Several studies involving the administration of methylphenidate have produced results consistent with these findings. In a study combining pharmacological challenge with fMRI, Dodds et al. (2008) found that methylphenidate attenuated the BOLD signal in the ventral striatum during response switching after negative feedback but modulated activity in PFC when subjects maintained their current response set. In a study combining pharmacological challenge and molecular imaging, Clatworthy et al. (2009) administered therapeutic doses of oral methylphenidate to young healthy subjects, measuring D2/D3 receptor availability using [(11)C]-raclopride radioligand PET imaging. These authors found that performance on a reversal learning task was predicted by the drug-induced change in D2/D3 receptor availability in the caudate, such that the greatest degree of raclopride displacement was associated with the worst task performance.
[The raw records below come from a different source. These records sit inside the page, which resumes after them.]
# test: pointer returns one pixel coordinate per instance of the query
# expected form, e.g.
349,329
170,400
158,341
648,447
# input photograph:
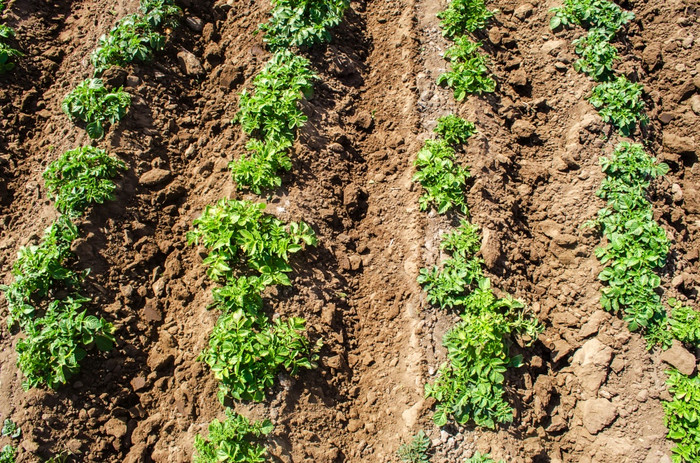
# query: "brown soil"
535,173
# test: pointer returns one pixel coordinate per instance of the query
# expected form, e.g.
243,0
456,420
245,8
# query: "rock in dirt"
524,11
677,144
190,64
591,363
194,23
155,177
679,358
598,414
522,129
115,427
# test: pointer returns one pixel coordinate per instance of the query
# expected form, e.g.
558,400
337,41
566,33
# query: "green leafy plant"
7,455
620,103
239,232
246,354
602,14
464,17
40,269
271,115
469,386
55,343
160,13
454,129
637,244
597,55
684,323
682,416
235,439
82,177
416,451
442,179
447,286
10,429
302,23
469,73
7,52
93,104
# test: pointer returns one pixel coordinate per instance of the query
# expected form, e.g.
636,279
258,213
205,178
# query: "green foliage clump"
246,354
233,440
238,232
271,115
637,244
40,269
82,177
683,416
620,103
7,455
597,55
135,37
55,343
416,451
464,17
602,14
93,104
469,386
454,130
302,23
447,285
469,73
442,179
7,52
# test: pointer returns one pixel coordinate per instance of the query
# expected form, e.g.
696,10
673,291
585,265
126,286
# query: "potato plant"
469,73
442,179
620,103
302,23
682,416
464,17
235,439
135,37
82,177
93,104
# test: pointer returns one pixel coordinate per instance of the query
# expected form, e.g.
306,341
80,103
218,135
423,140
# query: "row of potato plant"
249,250
44,300
637,245
470,384
133,39
7,51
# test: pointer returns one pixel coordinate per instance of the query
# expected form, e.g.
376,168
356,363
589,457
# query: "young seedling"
93,104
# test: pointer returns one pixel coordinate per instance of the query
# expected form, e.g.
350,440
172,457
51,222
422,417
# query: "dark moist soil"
535,172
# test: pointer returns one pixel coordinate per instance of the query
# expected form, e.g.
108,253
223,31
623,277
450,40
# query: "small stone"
598,414
116,428
524,11
522,129
666,118
695,104
138,383
190,64
155,177
194,23
677,144
679,358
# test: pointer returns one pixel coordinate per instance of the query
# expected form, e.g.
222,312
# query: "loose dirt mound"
535,172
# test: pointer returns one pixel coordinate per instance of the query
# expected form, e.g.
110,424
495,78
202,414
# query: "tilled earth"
535,171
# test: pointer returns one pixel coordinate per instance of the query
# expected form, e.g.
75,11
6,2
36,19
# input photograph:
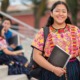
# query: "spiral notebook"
59,57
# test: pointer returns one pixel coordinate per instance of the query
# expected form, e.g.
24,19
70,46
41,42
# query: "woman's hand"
59,71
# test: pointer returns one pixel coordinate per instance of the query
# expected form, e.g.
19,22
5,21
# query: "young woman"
63,34
4,48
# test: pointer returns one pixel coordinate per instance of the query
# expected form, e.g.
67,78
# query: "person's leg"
18,48
47,75
73,70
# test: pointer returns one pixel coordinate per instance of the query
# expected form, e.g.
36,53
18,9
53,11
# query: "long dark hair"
1,27
51,20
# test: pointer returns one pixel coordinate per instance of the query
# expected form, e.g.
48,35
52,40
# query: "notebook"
59,57
13,40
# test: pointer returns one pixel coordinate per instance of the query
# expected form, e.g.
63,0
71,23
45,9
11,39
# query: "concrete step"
15,77
3,71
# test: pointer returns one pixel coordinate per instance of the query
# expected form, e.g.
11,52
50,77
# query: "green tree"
73,6
4,5
39,8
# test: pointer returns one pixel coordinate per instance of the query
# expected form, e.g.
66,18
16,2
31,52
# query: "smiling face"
59,14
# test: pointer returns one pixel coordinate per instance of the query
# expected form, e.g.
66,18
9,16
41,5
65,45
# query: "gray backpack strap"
46,32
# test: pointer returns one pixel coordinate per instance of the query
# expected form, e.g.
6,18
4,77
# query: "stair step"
3,71
15,77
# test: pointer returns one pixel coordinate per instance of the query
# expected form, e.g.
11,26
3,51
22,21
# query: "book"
13,40
59,57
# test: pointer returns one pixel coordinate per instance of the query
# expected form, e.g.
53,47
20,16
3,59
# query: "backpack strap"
46,32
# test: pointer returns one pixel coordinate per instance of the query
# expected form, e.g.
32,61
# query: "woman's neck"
58,26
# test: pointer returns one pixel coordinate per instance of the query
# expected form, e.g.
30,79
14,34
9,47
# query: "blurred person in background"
7,23
63,34
1,18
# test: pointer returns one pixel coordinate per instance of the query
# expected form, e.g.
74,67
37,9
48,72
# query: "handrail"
18,21
20,35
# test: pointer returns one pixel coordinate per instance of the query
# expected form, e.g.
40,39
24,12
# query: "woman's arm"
8,52
39,59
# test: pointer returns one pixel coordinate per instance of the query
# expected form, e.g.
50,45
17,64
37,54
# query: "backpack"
34,69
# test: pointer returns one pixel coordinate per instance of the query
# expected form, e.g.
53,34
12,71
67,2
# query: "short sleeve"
3,44
38,41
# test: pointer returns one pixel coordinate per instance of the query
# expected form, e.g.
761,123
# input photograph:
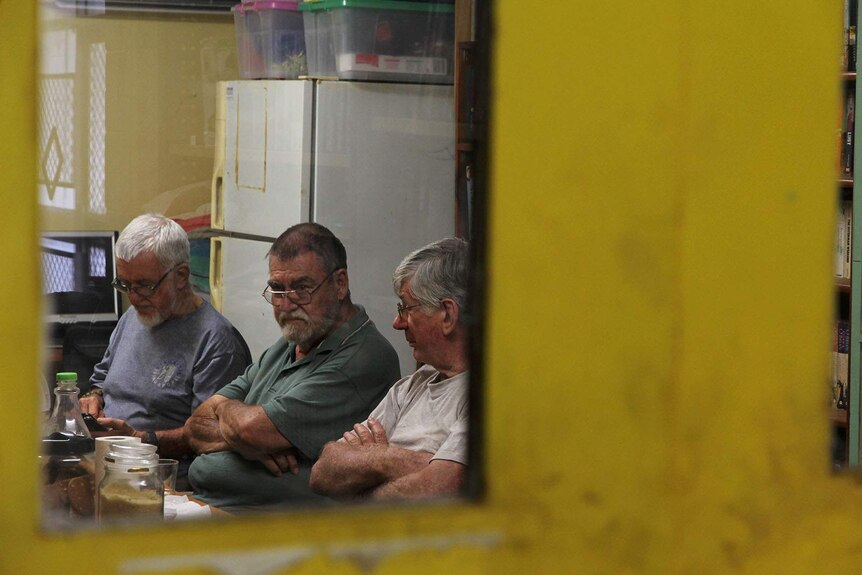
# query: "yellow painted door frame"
659,315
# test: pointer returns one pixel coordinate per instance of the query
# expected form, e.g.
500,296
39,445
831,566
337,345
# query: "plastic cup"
167,472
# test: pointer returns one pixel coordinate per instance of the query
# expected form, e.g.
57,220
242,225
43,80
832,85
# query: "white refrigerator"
373,162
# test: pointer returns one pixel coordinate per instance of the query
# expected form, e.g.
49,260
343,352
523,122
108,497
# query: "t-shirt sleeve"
238,388
388,409
100,370
222,362
455,446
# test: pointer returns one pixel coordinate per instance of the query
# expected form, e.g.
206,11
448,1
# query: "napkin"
179,507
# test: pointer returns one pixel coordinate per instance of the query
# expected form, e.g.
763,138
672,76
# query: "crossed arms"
222,424
363,463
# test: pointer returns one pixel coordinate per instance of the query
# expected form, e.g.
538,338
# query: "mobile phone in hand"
92,424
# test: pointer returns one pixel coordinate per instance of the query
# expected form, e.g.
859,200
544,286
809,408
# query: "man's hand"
281,462
93,405
117,427
362,461
372,436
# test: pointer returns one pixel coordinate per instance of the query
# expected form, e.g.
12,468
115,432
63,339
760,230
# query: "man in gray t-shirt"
414,444
170,352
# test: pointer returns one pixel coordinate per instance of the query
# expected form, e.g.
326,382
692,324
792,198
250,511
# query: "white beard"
303,335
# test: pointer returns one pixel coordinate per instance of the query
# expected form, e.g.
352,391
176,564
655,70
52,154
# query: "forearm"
438,478
347,471
201,432
248,430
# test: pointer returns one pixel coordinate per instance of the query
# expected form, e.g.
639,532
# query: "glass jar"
130,490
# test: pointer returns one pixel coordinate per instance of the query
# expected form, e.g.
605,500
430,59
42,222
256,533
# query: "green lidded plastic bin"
380,40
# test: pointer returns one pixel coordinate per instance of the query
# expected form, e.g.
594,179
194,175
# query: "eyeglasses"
297,296
142,289
402,309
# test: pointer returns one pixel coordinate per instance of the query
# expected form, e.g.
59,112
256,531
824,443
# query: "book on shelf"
850,23
840,364
847,138
843,240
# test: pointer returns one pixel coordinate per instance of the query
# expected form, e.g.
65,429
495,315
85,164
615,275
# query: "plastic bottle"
67,458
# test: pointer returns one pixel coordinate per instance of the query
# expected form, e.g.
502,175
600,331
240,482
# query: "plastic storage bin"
270,39
382,40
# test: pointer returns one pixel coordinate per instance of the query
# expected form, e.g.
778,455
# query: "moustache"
287,316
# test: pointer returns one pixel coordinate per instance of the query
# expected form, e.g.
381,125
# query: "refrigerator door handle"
216,291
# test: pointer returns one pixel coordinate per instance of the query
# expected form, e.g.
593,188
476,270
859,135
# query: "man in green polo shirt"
259,435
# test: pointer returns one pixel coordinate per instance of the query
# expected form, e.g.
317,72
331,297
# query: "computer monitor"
77,271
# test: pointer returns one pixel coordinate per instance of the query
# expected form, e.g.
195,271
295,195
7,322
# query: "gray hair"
154,233
438,271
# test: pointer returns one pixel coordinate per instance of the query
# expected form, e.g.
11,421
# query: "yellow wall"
659,319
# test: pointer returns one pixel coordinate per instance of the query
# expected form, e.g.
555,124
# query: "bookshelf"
849,290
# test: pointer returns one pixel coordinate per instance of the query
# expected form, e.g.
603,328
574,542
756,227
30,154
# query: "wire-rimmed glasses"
402,309
300,296
141,289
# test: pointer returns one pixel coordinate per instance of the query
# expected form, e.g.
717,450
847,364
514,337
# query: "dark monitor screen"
77,271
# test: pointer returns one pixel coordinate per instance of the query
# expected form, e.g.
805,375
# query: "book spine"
848,242
840,241
848,140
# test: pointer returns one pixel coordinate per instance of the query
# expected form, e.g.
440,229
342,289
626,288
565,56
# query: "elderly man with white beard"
259,436
169,352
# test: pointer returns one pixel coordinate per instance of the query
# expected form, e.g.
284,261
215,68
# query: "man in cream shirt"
414,444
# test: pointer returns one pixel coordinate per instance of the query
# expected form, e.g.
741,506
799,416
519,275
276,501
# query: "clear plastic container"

That is, the greatest amount of striatal DA release was associated with the least cognitive flexibility, in terms of the ability to reverse learned associations. Cools et al. (2009) found the effects of the D2 receptor agonist bromocriptine to be dependent on the baseline dopamine synthesis capacity of individuals. That is, D2 agonism improved reward-based relative to punishment-based reversal learning in subjects with low baseline dopamine synthesis capacity in the striatum, while impairing it in subjects with high baseline dopamine synthesis capacity.

Of note, studies involving either dopamine-precursor depletion or DA-receptor blockade have been shown to either disrupt reward processing or improve punishment processing, or both, in the context of RL tasks. For example, Janssen et al. (2015) investigated the effects of the dopamine D2-receptor antagonist sulpiride on reward- and punishment-based reversal learning in 18 pathological gamblers and 22 healthy controls. This group found that the blockade of D2 receptors with sulpiride impaired reward-driven reversal learning in controls, leaving punishment-driven reversal learning unaffected. Robinson et al. (2010b) showed that acute tyrosine and phenylalanine depletion (ATPD) significantly improved punishment processing, but not reward processing, in the context of a PRL task.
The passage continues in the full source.